Wednesday, May 20, 2009
amos yong’s theology and disability chapter 6
Chapter 6 – Reimaging the Doctrines of Creation, Providence, and the Imago Dei. Rehabilitating Down Syndrome and Disability, pp. 155-193. (For earlier: see Yong’s Chapter one; Yong’s Chapter two; Yong’s Chapter three.)
This is a superb chapter. Yong points out how destructive to the disabled are traditional Christian understandings of creation. “Put most succinctly, if God is the creator and sustainer of the world and all that is in it, then God is also responsible for disability.” (162). Yong then explores what I would call “the dark side” of the theory of evolution: that is, that just as genetic variation ensures survival of the fittest, so it produces the chromosonal abnormalities including the likes of Downs Syndrome.
Given these observations, both of theology and of evolution, what follows is a reformulation of doctrines of sin and Fall, a movement from “the idea of divine omnipotence causing all events to divine omnicompassion redeeming all events.” (169) Yong’s use of the four fences of the Chalcedonian Creed is a creative refreshing of classical Christian understandings.

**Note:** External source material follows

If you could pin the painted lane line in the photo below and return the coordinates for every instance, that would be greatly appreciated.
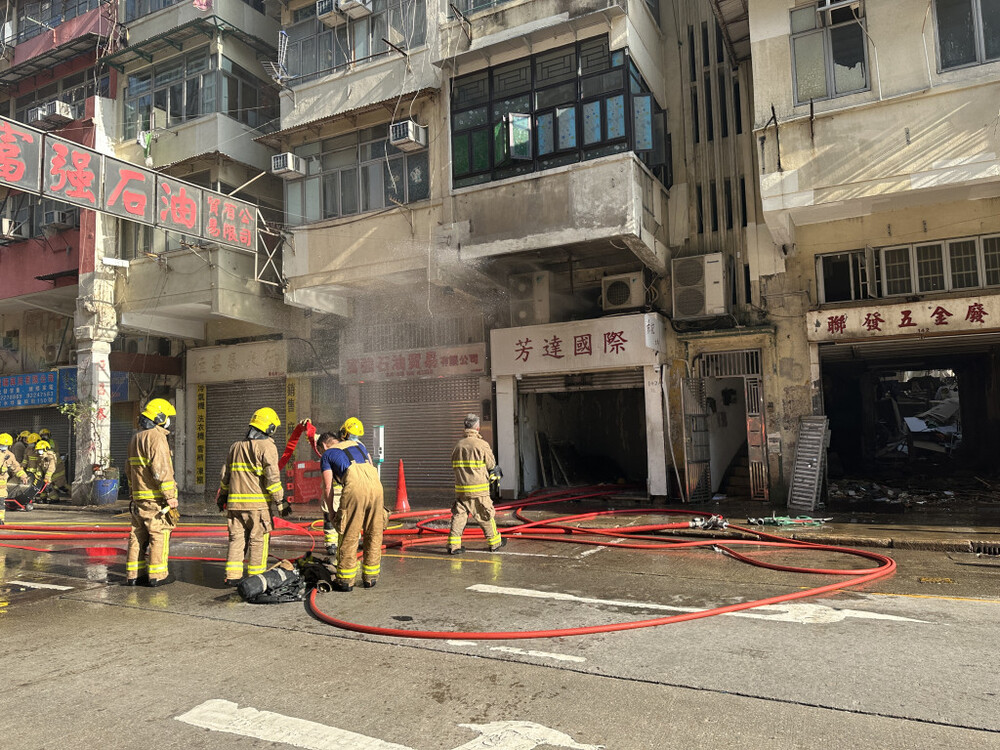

This continues as Yong turns to Jesus. He notes recent advances in neuroscience and an emergent (nothing to with church) anthropology, which defines humans in holistic and relational terms, and explores this as a potential way to move beyond more functional (people have value because of what they do) and materialistic (people have value because of what they earn) notions of being human. “A disability perspective exposes how modernity’s notions of freedom, autonomy, and expertise undermine the kind of social flourishing that comes with mutuality, reciprocity, and interrelationality.” (187)
Yong explores the nailscarred and tortured body of Jesus as a “disabled God.” This allows him to connect Jesus, creation, being human and disability. “God’s redemptive work as revealed in the cross and resurrection also illuminates divine nonviolence and nonintrusive action that effectively, even miraculously, brings life out of death, novelty out of impossibility, and beauty out of suffering and hardship.” (180)

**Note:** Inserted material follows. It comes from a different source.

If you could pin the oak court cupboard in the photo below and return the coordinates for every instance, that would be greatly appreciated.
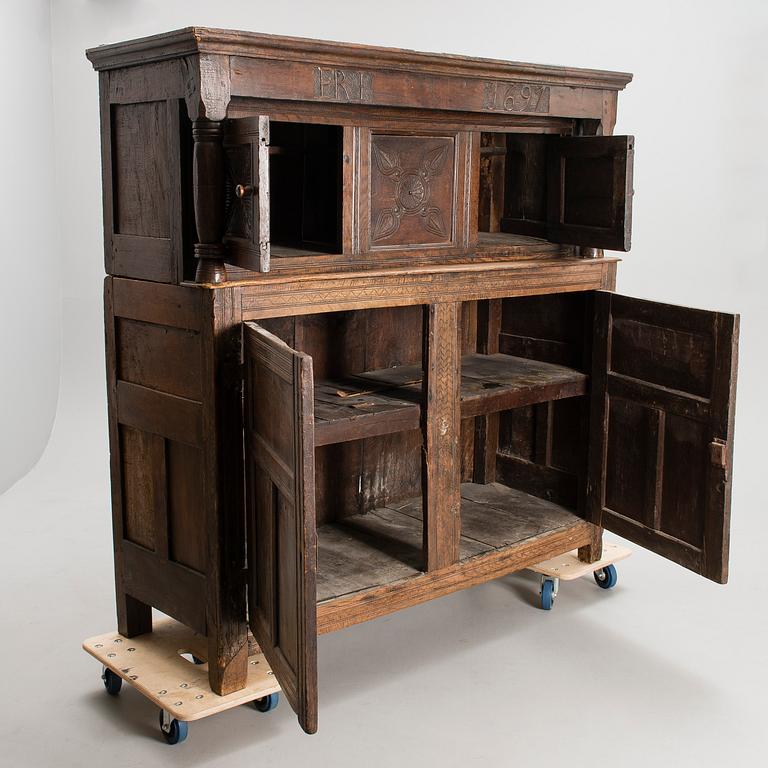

This offers a way to respect and seek redemption for all human beings. “Hence, the question concerns not the dependence of the disabled on the nondisabled but the other way around: the nondisabled are dependent on the disabled, whom God has chosen to be a means of saving grace.” (188)
It is a fresh and challenging chapter. Yong has a creative mind. He is reading widely and summarising superly. All the time, his personal experience of disability lends authenticity and groundedness.